----- Original Message ----- 
From: "Matt" <[EMAIL PROTECTED]>

> I believe that SPF is almost all hype and hardly any value to speak of.

It's not hype - if you use it correctly it can provide some positive
results.  After all other spam filtering was done (Postfix, SpamAssassin,
Razor, Pyzor, DCC, Bayes, AWL, Greylisting, SURBL, RBL/RHSBL, Declude,
Sniffer, SpamCheck, Alligate, custom filters), on Friday I still blocked an
additional 57 forged messages from being delivered by using SPF, and that
was just for one small corporate e-mail domain (and no telling how many
joe-jobs it prevented).

> It was originally intended to authenticate hosts, but spammers quickly
> caught on and started giving themselves SPF records (
> http://netscape.com.com/2100-1009_22-5357269.html?part=netscape
> <http://netscape.com.com/2100-1009_22-5357269.html?part=netscape&subj=te
> chnews&tag=mynetscape> &subj=technews&tag=mynetscape ).  I believe that
> SPF Pass will soon be primarily spam hits and that study that I linked
> to said it was already 1/6 of all such results.

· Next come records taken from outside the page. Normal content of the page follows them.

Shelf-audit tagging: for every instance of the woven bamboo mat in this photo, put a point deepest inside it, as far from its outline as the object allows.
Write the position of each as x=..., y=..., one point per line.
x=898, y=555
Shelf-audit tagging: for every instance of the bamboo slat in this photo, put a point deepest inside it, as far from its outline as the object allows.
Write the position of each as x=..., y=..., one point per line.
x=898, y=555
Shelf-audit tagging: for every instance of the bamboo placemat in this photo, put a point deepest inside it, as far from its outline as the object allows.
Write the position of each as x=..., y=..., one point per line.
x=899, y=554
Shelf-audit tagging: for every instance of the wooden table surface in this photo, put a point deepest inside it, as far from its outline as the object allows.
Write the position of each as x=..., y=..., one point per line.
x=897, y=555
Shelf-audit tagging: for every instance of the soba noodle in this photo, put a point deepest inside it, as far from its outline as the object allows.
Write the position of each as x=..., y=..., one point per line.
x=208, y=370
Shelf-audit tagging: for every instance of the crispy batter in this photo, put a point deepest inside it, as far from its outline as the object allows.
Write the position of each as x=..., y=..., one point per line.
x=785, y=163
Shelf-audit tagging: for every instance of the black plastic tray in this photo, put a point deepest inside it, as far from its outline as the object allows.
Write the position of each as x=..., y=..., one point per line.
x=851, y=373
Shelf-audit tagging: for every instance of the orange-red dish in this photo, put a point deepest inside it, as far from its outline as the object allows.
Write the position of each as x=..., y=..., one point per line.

So this is good.  If spammer use SPF, then I can much more easily block them
because they now have to publish valid DNS records.  Besides, I don't reward
anyone for having SPF records, I only penalize them for sending e-mails that
are forged (fail SPF).

> Then there is the issue where many domains might use forwarding, E-mail
> scripts, sites that use E-mail scripts, or any number of different
> servers, meaning that most are inappropriate for anything but an
> 'Unknown' record.  Now some administrators will claim a modicum of
> usefulness to having the Unknown records, although I don't see it, and
> others appreciate those that do specify their source IP's, I don't see
> it and let me clearly state why.  First off, it's not SPF that is
> scoring your E-mail, and even some administrators around here have
> suggested blocking on SPF Fail alone.  So if I had a domain that had
> only one server to send from, but I used an E-mail script somewhere for
> an inquiry to a company that blocks on SPF Fail, I would be shooting
> myself in the foot.  There are enough people out there misconfiguring
> their SPF records, and enough people out there that have too much
> confidence IMO in people setting up their own records to turn this from
> a minor benefit into a less accurate than desirable solution, and it
> will only get worse in time as the less aware start implementing them
> with a one-click solution to limit all E-mail just to one server as far
> as SPF goes.  There are even administrators out there that have
> indicated that they would give SPF Unknown results a score.

Most of these issues are being worked out and resolved with things like SRS
and sender authentication methods.

> Personally I refuse to implement SPF because I don't want to give less
> aware/experienced administrators another tool that they can use to
> potentially block my customer's legitimate E-mail.  I am also somewhat
> surprised that so many people are waving the banner of SPF.  The only
> reason IMO to support SPF is to hope that with the support, it turns
> into something worthwhile down the road after significant modification.

Usages or not is your perogative.  But disswading others from using SPF
based on incomplete or inacurate data is is a disservice.

> Seems to me that pushing SPF currently is done more to say that you do
> it rather than for what SPF does, a.k.a. a buzzword.

Maybe for some, but it does help in blocking incoming forgeries and also
prevents spammers from using your domains as the sender address (joe-job) on
their spam runs, if you use it correctly.